CourtCourt of Appeals of South Carolina
DecidedDecember 16, 2015
Docket2015-UP-556
StatusUnpublished

This text of State v. Witherspoon (State v. Witherspoon) is published on Counsel Stack Legal Research, covering Court of Appeals of South Carolina primary law. Counsel Stack provides free access to over 12 million legal documents including statutes, case law, regulations, and constitutions.

Bluebook
State v. Witherspoon, (S.C. Ct. App. 2015).

Opinion

THIS OPINION HAS NO PRECEDENTIAL VALUE. IT SHOULD NOT BE CITED OR RELIED ON AS PRECEDENT IN ANY PROCEEDING EXCEPT AS PROVIDED BY RULE 268(d)(2), SCACR.

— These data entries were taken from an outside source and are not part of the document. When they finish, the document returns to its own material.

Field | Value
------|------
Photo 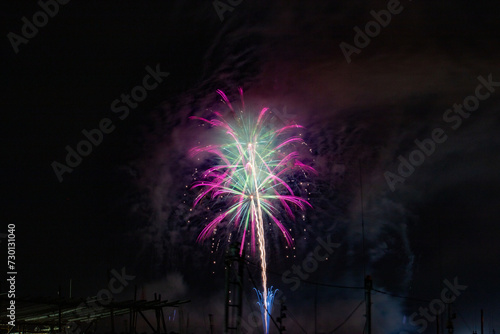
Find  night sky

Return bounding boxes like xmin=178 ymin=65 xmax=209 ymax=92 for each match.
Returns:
xmin=0 ymin=0 xmax=500 ymax=334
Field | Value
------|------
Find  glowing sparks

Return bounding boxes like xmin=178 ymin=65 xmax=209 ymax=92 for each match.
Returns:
xmin=190 ymin=89 xmax=315 ymax=333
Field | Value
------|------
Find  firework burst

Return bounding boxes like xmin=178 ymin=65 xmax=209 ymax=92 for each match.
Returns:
xmin=190 ymin=88 xmax=315 ymax=333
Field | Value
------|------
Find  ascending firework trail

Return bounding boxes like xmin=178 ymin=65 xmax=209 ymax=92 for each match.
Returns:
xmin=190 ymin=88 xmax=315 ymax=333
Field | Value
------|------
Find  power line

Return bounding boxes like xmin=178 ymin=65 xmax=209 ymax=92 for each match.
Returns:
xmin=372 ymin=289 xmax=430 ymax=303
xmin=329 ymin=300 xmax=365 ymax=334
xmin=245 ymin=259 xmax=365 ymax=290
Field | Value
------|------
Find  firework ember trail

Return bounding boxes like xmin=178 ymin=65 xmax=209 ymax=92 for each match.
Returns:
xmin=190 ymin=88 xmax=315 ymax=333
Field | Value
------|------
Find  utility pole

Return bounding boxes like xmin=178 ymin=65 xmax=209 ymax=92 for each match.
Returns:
xmin=276 ymin=300 xmax=287 ymax=334
xmin=224 ymin=243 xmax=245 ymax=334
xmin=365 ymin=275 xmax=373 ymax=334
xmin=481 ymin=309 xmax=484 ymax=334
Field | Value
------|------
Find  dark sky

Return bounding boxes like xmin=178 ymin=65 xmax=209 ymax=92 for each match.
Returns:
xmin=0 ymin=0 xmax=500 ymax=334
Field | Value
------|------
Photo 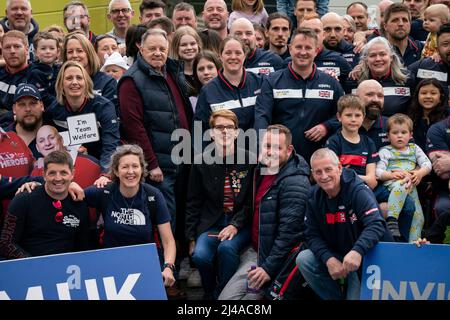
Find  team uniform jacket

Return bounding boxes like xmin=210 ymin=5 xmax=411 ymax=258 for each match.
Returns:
xmin=408 ymin=57 xmax=450 ymax=95
xmin=305 ymin=168 xmax=386 ymax=264
xmin=344 ymin=72 xmax=416 ymax=117
xmin=44 ymin=95 xmax=120 ymax=173
xmin=244 ymin=48 xmax=283 ymax=75
xmin=284 ymin=47 xmax=352 ymax=84
xmin=255 ymin=64 xmax=344 ymax=161
xmin=194 ymin=70 xmax=263 ymax=131
xmin=0 ymin=65 xmax=30 ymax=111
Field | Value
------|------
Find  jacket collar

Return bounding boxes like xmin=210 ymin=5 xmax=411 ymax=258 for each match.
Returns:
xmin=219 ymin=68 xmax=247 ymax=91
xmin=288 ymin=61 xmax=317 ymax=80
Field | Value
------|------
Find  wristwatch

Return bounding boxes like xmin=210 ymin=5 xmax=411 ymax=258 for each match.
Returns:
xmin=163 ymin=262 xmax=175 ymax=272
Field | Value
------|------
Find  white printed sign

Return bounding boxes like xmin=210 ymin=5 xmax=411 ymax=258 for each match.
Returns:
xmin=67 ymin=113 xmax=100 ymax=145
xmin=59 ymin=131 xmax=81 ymax=163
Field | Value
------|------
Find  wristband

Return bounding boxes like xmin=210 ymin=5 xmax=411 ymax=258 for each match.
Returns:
xmin=163 ymin=262 xmax=175 ymax=272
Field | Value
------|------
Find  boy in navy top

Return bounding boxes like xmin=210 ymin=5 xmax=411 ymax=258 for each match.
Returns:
xmin=29 ymin=32 xmax=61 ymax=108
xmin=326 ymin=94 xmax=379 ymax=189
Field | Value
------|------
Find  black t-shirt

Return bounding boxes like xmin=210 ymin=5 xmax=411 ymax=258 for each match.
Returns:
xmin=0 ymin=186 xmax=89 ymax=258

THE STATE OF SOUTH CAROLINA In The Court of Appeals

The State, Respondent,

v.

Nathaniel Witherspoon, Appellant.

Appellate Case No. 2013-001440

Appeal From Charleston County Deadra L. Jefferson, Circuit Court Judge

Unpublished Opinion No. 2015-UP-556 Heard October 16, 2015 – Filed December 16, 2015

AFFIRMED

Chief Appellate Defender Robert Michael Dudek, of Columbia, for Appellant.

Attorney General Alan McCrory Wilson and Assistant Attorney General Mark Reynolds Farthing, both of Columbia; and Solicitor Scarlett Anne Wilson, of Charleston, for Respondent.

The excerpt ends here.